Cela a été notre défi en période de prospérité. En période de prospérité, il faut parfois six semaines pour obtenir une pièce de rechange pour un équipement. Nous avons de plus en plus recours à des technologies de fabrication à la demande, comme les imprimantes 3D, pour réduire les interruptions dans la fabrication locale.

Lorsque COVID-19 a commencé à menacer notre pays, nous avons compris que nos minuscules stocks d’EPI et de matériel médical seraient rapidement épuisés. Nous disposons de 56 ventilateurs pour une population de près de 20 millions d’habitants. Le gouvernement malien n’a pas les moyens d’acheter du matériel à l’échelle requise par la pandémie et l’aide étrangère de pays eux-mêmes confrontés avec leurs propres crises ne pas répondre à nos besoins. Nous savions que nous devions, au mieux de nos possibilités, compter sur nos propres ressources. Nous avons formé un groupe de technologues qui maîtrisent les imprimantes 3D, l’électronique, la robotique, les logiciels et les technologies de fabrication et, avec le soutien de technologues d’autres pays, nous avons commencé à réfléchir à ce que nous pourrions faire pour aider notre pays à survivre au virus. Nous avons fabriqué des écrans faciaux et des blouses, des masques jetables et non jetables, des robots de désinfection et même un respirateur. Si les respirateurs et autres équipements médicaux essentiels tombent en panne, nous avons la capacité de créer des pièces de rechange. Certains de nos modèles sont de qualité médicale, d’autres sont plus improvisés mais seraient infiniment mieux que rien. Ce n’est pas suffisant, mais nous pouvons contribuer à sauver des vies.
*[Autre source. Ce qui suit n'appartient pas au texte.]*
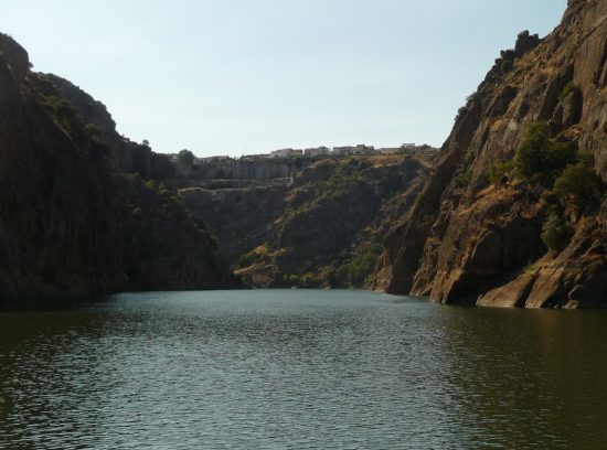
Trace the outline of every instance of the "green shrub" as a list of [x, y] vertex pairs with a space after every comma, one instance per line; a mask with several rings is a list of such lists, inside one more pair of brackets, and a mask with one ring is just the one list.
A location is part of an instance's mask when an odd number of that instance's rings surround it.
[[574, 90], [577, 90], [579, 87], [574, 81], [571, 81], [563, 87], [563, 90], [561, 90], [561, 94], [558, 95], [558, 100], [563, 101], [567, 96], [573, 93]]
[[192, 153], [190, 150], [181, 150], [179, 153], [177, 153], [177, 160], [184, 165], [192, 165], [194, 163], [194, 153]]
[[514, 163], [512, 160], [497, 162], [491, 169], [489, 169], [489, 180], [492, 184], [497, 184], [503, 175], [507, 175], [512, 171]]
[[456, 185], [456, 188], [459, 188], [459, 189], [466, 188], [466, 186], [468, 186], [468, 184], [470, 184], [471, 179], [472, 179], [472, 174], [470, 173], [470, 171], [459, 173], [455, 178], [455, 185]]
[[564, 199], [575, 195], [578, 200], [586, 200], [597, 194], [599, 178], [584, 161], [569, 164], [554, 181], [554, 193]]
[[524, 180], [552, 183], [567, 164], [576, 161], [576, 156], [572, 143], [550, 140], [546, 122], [533, 122], [528, 125], [523, 142], [517, 150], [514, 169]]
[[542, 160], [547, 141], [545, 122], [528, 125], [523, 142], [514, 157], [514, 167], [522, 178], [531, 178], [543, 170]]
[[571, 239], [571, 229], [558, 213], [552, 211], [542, 226], [542, 240], [554, 253], [561, 253]]

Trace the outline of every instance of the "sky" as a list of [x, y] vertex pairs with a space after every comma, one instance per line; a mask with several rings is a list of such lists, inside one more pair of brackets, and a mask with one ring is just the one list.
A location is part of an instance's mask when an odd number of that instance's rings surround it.
[[0, 31], [158, 152], [439, 147], [499, 51], [566, 1], [0, 0]]

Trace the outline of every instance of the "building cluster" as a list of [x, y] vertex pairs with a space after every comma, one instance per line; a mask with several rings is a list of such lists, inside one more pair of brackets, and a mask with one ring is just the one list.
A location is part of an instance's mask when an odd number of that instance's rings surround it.
[[344, 146], [344, 147], [333, 147], [329, 149], [328, 147], [315, 147], [309, 149], [280, 149], [275, 150], [269, 154], [257, 154], [256, 158], [294, 158], [294, 157], [347, 157], [353, 154], [397, 154], [397, 153], [430, 153], [437, 152], [438, 149], [435, 149], [430, 146], [416, 146], [415, 143], [403, 143], [401, 147], [385, 147], [376, 149], [373, 146], [366, 146], [364, 143], [359, 143], [358, 146]]
[[[247, 154], [243, 156], [242, 160], [260, 160], [260, 159], [290, 159], [290, 158], [317, 158], [317, 157], [348, 157], [348, 156], [373, 156], [373, 154], [434, 154], [439, 149], [424, 144], [416, 146], [415, 143], [403, 143], [401, 147], [384, 147], [375, 148], [360, 143], [358, 146], [333, 147], [332, 149], [321, 146], [308, 149], [279, 149], [270, 153]], [[172, 161], [178, 161], [177, 154], [169, 156]], [[193, 163], [196, 165], [212, 162], [225, 162], [232, 160], [230, 157], [207, 157], [194, 158]]]

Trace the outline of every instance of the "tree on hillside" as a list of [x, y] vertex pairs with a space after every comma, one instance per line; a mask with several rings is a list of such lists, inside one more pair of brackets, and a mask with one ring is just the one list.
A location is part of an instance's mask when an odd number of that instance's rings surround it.
[[194, 163], [194, 153], [183, 149], [177, 154], [177, 160], [182, 164], [192, 165]]

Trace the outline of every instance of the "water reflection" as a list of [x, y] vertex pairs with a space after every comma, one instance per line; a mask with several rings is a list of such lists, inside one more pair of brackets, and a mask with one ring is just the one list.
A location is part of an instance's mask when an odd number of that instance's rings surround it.
[[593, 448], [603, 312], [352, 291], [0, 314], [0, 448]]

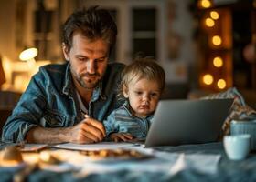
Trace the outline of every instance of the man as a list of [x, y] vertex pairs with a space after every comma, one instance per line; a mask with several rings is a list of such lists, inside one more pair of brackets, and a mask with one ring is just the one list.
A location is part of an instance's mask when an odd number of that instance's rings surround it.
[[110, 14], [91, 7], [73, 13], [63, 28], [65, 65], [36, 74], [7, 119], [2, 140], [94, 143], [116, 100], [122, 64], [108, 64], [117, 28]]

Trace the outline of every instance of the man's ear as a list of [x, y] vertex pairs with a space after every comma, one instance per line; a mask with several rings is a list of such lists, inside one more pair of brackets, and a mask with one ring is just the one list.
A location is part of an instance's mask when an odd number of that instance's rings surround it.
[[69, 49], [65, 43], [62, 43], [62, 52], [67, 61], [69, 61]]
[[123, 84], [122, 86], [123, 86], [123, 94], [124, 97], [128, 98], [129, 97], [128, 96], [128, 92], [129, 92], [128, 87], [124, 84]]

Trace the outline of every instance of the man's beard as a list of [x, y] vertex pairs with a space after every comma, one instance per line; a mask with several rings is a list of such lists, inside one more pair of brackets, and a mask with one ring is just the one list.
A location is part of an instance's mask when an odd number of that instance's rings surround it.
[[[74, 78], [77, 80], [79, 85], [87, 89], [92, 89], [95, 88], [100, 82], [100, 76], [101, 75], [99, 73], [95, 74], [89, 74], [89, 73], [82, 73], [82, 74], [77, 74], [74, 71], [72, 71]], [[90, 76], [93, 76], [93, 80], [90, 79]], [[84, 81], [83, 77], [87, 77], [87, 81]], [[96, 79], [95, 79], [96, 77]]]

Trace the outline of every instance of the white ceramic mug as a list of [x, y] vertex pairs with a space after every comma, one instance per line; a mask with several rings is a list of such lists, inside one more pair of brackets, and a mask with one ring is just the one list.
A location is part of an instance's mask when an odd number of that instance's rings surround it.
[[231, 160], [244, 159], [250, 152], [251, 136], [248, 134], [225, 136], [224, 148]]

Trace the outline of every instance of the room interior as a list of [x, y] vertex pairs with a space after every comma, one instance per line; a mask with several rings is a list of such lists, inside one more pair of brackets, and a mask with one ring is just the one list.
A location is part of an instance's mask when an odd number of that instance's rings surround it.
[[[111, 61], [155, 57], [166, 73], [163, 98], [197, 98], [235, 86], [256, 108], [256, 1], [9, 0], [0, 1], [1, 126], [39, 66], [65, 62], [65, 19], [97, 5], [118, 25]], [[27, 48], [37, 54], [21, 58]]]

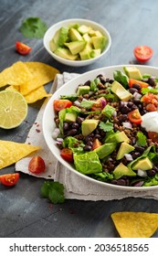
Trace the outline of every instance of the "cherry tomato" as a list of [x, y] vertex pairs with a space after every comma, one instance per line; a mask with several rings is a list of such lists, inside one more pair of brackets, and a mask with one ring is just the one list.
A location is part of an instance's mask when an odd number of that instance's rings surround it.
[[158, 143], [158, 133], [156, 133], [156, 132], [148, 132], [148, 137], [149, 137], [153, 143]]
[[64, 147], [63, 149], [61, 149], [60, 155], [67, 162], [73, 162], [73, 152], [70, 148]]
[[130, 112], [128, 118], [133, 123], [140, 124], [142, 123], [142, 117], [138, 109]]
[[21, 42], [16, 42], [16, 51], [18, 53], [20, 53], [21, 55], [27, 55], [31, 50], [32, 48]]
[[92, 150], [100, 147], [101, 145], [101, 143], [99, 141], [99, 139], [95, 139], [93, 141], [93, 144], [92, 144]]
[[32, 157], [28, 164], [28, 171], [34, 174], [40, 174], [45, 172], [46, 165], [45, 161], [39, 155]]
[[138, 46], [134, 48], [133, 52], [135, 58], [141, 62], [149, 60], [153, 54], [153, 49], [148, 46]]
[[141, 88], [146, 88], [149, 86], [149, 84], [147, 82], [142, 81], [142, 80], [133, 80], [133, 79], [130, 79], [129, 80], [129, 87], [132, 87], [133, 84], [139, 84], [141, 86]]
[[16, 174], [6, 174], [6, 175], [3, 175], [0, 176], [0, 181], [3, 185], [5, 186], [14, 186], [17, 183], [19, 179], [19, 174], [16, 173]]
[[71, 105], [72, 102], [68, 100], [55, 100], [53, 102], [54, 110], [56, 112], [69, 108]]

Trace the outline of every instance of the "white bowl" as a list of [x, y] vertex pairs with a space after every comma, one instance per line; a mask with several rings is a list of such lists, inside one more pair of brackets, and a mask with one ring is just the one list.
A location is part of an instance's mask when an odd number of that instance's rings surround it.
[[[68, 59], [63, 59], [63, 58], [54, 54], [51, 51], [50, 47], [49, 47], [49, 41], [54, 37], [56, 31], [58, 30], [61, 27], [67, 27], [70, 24], [76, 24], [76, 23], [78, 23], [79, 25], [86, 25], [86, 26], [91, 27], [95, 30], [100, 30], [103, 35], [105, 35], [108, 37], [108, 45], [99, 57], [90, 59], [86, 59], [86, 60], [68, 60]], [[66, 19], [66, 20], [60, 21], [60, 22], [51, 26], [44, 36], [43, 43], [44, 43], [44, 47], [47, 49], [47, 51], [58, 62], [68, 65], [68, 66], [81, 67], [81, 66], [90, 65], [90, 64], [93, 63], [94, 61], [98, 60], [103, 55], [105, 55], [111, 48], [111, 35], [108, 32], [108, 30], [105, 27], [103, 27], [101, 25], [100, 25], [94, 21], [88, 20], [88, 19], [73, 18], [73, 19]]]
[[[122, 187], [122, 186], [118, 186], [118, 185], [112, 185], [112, 184], [108, 184], [104, 183], [101, 181], [95, 180], [91, 177], [89, 177], [85, 175], [82, 175], [81, 173], [76, 171], [68, 162], [66, 162], [61, 156], [60, 156], [60, 152], [58, 148], [56, 145], [55, 140], [52, 138], [52, 133], [56, 127], [56, 124], [54, 123], [54, 117], [55, 113], [53, 111], [53, 101], [54, 100], [59, 99], [60, 95], [68, 95], [68, 94], [73, 94], [75, 93], [78, 86], [79, 84], [84, 84], [87, 80], [93, 80], [98, 76], [99, 74], [103, 74], [107, 78], [113, 79], [113, 71], [115, 70], [122, 70], [122, 67], [130, 67], [132, 65], [121, 65], [121, 66], [111, 66], [111, 67], [106, 67], [106, 68], [101, 68], [95, 70], [89, 71], [87, 73], [84, 73], [70, 81], [65, 83], [61, 88], [59, 88], [50, 98], [48, 101], [44, 115], [43, 115], [43, 133], [44, 133], [44, 137], [45, 141], [49, 148], [49, 150], [52, 152], [52, 154], [57, 157], [57, 159], [67, 168], [71, 170], [73, 173], [75, 172], [77, 175], [81, 176], [83, 179], [87, 179], [90, 182], [93, 182], [96, 185], [100, 185], [103, 186], [105, 188], [106, 187], [111, 187], [111, 188], [115, 188], [115, 189], [121, 189], [121, 190], [126, 190], [126, 191], [144, 191], [144, 190], [152, 190], [152, 189], [158, 189], [158, 186], [153, 186], [153, 187]], [[148, 66], [141, 66], [141, 65], [135, 65], [138, 67], [142, 74], [147, 73], [151, 74], [153, 76], [158, 77], [158, 68], [154, 67], [148, 67]]]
Sauf que nous ne le pouvons pas. Au moment où le nombre de cas au Mali a commencé à augmenter, nous avons épuisé toutes nos matières premières car les voies d’approvisionnement par voie aérienne ont été presque entièrement coupées et les voies terrestres gravement entravées. Les vols commerciaux qui transportaient la grande majorité des expéditions aériennes sont suspendus. Les routes terrestres sont restreintes ; dans tous les cas, les matériaux expédiés par voie terrestre et aérienne peuvent prendre des semaines ou des mois pour arriver. Nous sommes réduits, en fait, à une seule bouée de sauvetage, DHL. Une bouée de sauvetage en plomb : par exemple, six kilos de filaments utilisés par une imprimante 3D, coûtant environ 72.000 FCFA, coûtent entre 225.000 et 840.000 FCFA l’expédition au Mali, selon son origine. Et, non, DHL n’offre pas de rabais pour aider la lutte contre COVID-19.
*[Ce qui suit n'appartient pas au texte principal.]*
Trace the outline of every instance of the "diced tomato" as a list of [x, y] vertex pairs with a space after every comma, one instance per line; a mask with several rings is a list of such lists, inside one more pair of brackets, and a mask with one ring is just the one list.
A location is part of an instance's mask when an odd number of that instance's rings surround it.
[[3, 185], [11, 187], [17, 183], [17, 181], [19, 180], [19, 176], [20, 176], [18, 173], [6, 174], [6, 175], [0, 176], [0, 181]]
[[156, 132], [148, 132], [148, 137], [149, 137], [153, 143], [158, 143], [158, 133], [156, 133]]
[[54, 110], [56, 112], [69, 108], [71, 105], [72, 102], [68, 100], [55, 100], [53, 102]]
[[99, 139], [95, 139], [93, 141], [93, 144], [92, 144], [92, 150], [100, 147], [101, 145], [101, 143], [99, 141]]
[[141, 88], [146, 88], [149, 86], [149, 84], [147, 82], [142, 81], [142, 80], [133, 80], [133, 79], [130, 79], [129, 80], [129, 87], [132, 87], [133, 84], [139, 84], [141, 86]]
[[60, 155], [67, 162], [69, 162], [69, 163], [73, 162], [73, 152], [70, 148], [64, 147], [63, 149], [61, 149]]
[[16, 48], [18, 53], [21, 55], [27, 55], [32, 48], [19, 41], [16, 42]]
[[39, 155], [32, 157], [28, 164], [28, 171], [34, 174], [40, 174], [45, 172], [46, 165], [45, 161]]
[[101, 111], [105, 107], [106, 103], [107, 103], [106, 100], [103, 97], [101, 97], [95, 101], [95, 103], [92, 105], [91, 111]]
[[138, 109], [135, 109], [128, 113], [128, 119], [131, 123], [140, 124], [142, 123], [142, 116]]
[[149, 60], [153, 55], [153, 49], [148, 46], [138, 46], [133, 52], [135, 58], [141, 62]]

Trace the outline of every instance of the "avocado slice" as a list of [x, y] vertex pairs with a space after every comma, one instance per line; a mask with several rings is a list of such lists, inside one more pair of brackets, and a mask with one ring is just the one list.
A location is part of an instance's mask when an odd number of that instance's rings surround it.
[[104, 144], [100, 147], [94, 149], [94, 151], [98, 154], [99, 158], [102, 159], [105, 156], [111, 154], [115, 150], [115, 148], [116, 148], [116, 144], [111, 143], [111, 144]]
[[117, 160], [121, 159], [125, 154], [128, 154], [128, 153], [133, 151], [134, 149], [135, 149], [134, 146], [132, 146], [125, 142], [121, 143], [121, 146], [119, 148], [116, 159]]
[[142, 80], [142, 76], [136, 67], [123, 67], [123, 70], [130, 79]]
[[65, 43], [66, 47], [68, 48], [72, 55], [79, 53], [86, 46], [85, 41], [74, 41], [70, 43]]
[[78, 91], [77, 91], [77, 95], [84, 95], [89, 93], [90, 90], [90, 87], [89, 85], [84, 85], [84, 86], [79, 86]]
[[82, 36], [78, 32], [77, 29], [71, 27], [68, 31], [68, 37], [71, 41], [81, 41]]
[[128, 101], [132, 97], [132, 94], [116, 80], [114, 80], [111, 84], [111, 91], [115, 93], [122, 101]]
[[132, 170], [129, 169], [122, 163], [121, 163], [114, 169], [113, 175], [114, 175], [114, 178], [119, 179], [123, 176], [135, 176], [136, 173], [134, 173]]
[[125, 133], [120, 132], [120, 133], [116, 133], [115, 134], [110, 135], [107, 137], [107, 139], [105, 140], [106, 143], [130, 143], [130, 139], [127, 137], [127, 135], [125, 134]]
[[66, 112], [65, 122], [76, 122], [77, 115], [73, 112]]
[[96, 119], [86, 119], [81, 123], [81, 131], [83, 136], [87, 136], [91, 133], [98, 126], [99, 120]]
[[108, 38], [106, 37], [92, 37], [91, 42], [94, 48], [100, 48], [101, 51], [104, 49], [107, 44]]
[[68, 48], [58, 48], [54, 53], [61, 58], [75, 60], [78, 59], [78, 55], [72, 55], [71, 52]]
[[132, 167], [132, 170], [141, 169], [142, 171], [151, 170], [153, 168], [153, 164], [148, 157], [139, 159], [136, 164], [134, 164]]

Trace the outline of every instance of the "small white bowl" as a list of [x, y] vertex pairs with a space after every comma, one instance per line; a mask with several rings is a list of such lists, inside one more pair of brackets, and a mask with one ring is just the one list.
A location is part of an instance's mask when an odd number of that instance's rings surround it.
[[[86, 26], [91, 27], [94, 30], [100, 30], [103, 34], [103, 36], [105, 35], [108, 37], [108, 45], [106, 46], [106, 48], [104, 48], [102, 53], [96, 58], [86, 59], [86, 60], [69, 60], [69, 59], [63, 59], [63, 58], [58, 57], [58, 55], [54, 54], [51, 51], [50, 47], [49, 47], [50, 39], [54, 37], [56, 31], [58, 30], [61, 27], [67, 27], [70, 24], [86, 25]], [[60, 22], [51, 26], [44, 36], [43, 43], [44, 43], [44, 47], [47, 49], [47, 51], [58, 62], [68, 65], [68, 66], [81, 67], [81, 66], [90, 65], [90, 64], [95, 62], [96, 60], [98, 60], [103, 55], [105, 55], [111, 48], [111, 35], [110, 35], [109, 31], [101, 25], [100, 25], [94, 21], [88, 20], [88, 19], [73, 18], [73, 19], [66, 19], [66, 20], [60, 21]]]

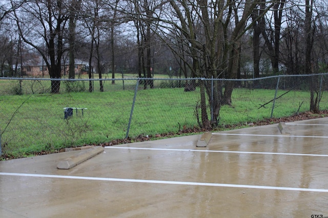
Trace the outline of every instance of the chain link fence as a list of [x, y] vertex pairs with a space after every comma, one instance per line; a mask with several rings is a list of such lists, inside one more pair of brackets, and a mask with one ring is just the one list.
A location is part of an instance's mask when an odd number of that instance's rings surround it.
[[[209, 119], [216, 119], [217, 127], [308, 111], [311, 101], [319, 110], [326, 110], [327, 77], [280, 76], [253, 80], [2, 78], [0, 144], [3, 153], [29, 153], [127, 137], [177, 133], [202, 125], [204, 102]], [[202, 101], [203, 85], [206, 99]], [[232, 92], [227, 101], [229, 90]]]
Le monde paraît inapte à saisir la leçon de COVID-19 – que la crise de quelqu’un d’autre est ma crise. Nous sommes tous dans le même bateau. Si nous ne pouvons pas retarder COVID-19 en Afrique, le monde entier continuera à être menacé par la propagation du virus. La prolongation de la pandémie COVID-19 ne sera que la première vague d’une crise sanitaire, économique et humanitaire plus grave qui pourrait être déclenchée par l’escalade des autres pandémies africaines : paludisme, pneumonie, diarrhée, malnutrition, insécurité économique et djihadisme. Ces problèmes aggraveront car la capacité des gouvernements et des travailleurs à réagir seront affectées par la maladie et le manque d’EPI. Le personnel des ambassades et les travailleurs humanitaires étrangers ont quitté l’Afrique en masse ces dernières semaines et certains programmes d’aide existants ont été détournés vers la crise intérieure de chaque pays donateur – des réponses individuelles logiques mais, potentiellement, un suicide collectif.
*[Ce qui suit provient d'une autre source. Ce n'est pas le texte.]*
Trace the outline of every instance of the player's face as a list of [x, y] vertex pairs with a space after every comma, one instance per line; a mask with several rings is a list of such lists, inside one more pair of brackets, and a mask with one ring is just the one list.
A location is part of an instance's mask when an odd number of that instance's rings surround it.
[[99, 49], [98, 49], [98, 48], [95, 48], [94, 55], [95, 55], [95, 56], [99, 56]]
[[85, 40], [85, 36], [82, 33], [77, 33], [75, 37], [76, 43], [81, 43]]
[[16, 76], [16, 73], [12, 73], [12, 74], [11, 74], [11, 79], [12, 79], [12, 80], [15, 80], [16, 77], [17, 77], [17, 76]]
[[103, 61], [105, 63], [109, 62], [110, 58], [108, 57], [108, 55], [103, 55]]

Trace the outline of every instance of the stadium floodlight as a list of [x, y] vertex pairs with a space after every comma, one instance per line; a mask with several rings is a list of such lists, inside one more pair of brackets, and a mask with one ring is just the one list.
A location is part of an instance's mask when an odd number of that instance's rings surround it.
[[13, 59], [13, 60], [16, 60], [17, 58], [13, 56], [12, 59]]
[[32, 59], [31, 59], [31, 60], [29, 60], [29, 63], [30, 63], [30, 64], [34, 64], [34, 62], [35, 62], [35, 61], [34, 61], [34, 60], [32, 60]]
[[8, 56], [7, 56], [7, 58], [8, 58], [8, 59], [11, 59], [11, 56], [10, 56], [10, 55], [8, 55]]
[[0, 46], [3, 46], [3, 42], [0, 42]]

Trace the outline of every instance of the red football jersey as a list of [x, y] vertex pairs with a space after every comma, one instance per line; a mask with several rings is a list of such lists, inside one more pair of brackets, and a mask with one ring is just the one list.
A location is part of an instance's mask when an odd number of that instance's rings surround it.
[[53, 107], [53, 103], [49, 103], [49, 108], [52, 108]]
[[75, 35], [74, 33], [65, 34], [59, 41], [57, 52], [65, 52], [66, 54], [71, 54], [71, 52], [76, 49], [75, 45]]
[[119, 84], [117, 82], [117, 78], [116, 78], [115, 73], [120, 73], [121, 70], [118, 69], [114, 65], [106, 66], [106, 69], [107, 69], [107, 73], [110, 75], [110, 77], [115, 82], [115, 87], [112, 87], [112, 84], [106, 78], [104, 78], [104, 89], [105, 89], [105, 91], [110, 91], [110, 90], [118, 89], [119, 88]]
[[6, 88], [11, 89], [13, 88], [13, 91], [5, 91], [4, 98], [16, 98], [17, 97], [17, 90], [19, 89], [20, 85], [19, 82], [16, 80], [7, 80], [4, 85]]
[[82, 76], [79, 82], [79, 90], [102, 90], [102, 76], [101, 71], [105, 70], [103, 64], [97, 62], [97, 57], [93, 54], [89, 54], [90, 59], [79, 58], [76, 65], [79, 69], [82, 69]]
Le problème le plus immédiat auquel nous sommes confrontés est un problème qui peut être résolu : la chaîne d’approvisionnement. Nous sommes prêts à nous battre, mais notre survie, et peut-être la vôtre, dépend de notre capacité à mettre en place une coordination et une coopération adéquate entre nos nations pour maintenir les lignes d’approvisionnement ouvertes. Si le reste du monde se détourne de l’Afrique pour se concentrer sur ses propres défis, il est particulièrement important que ceux d’entre nous qui combattent ici ne soient pas privés de toutes les armes dont nous auront besoin pour éviter une calamité.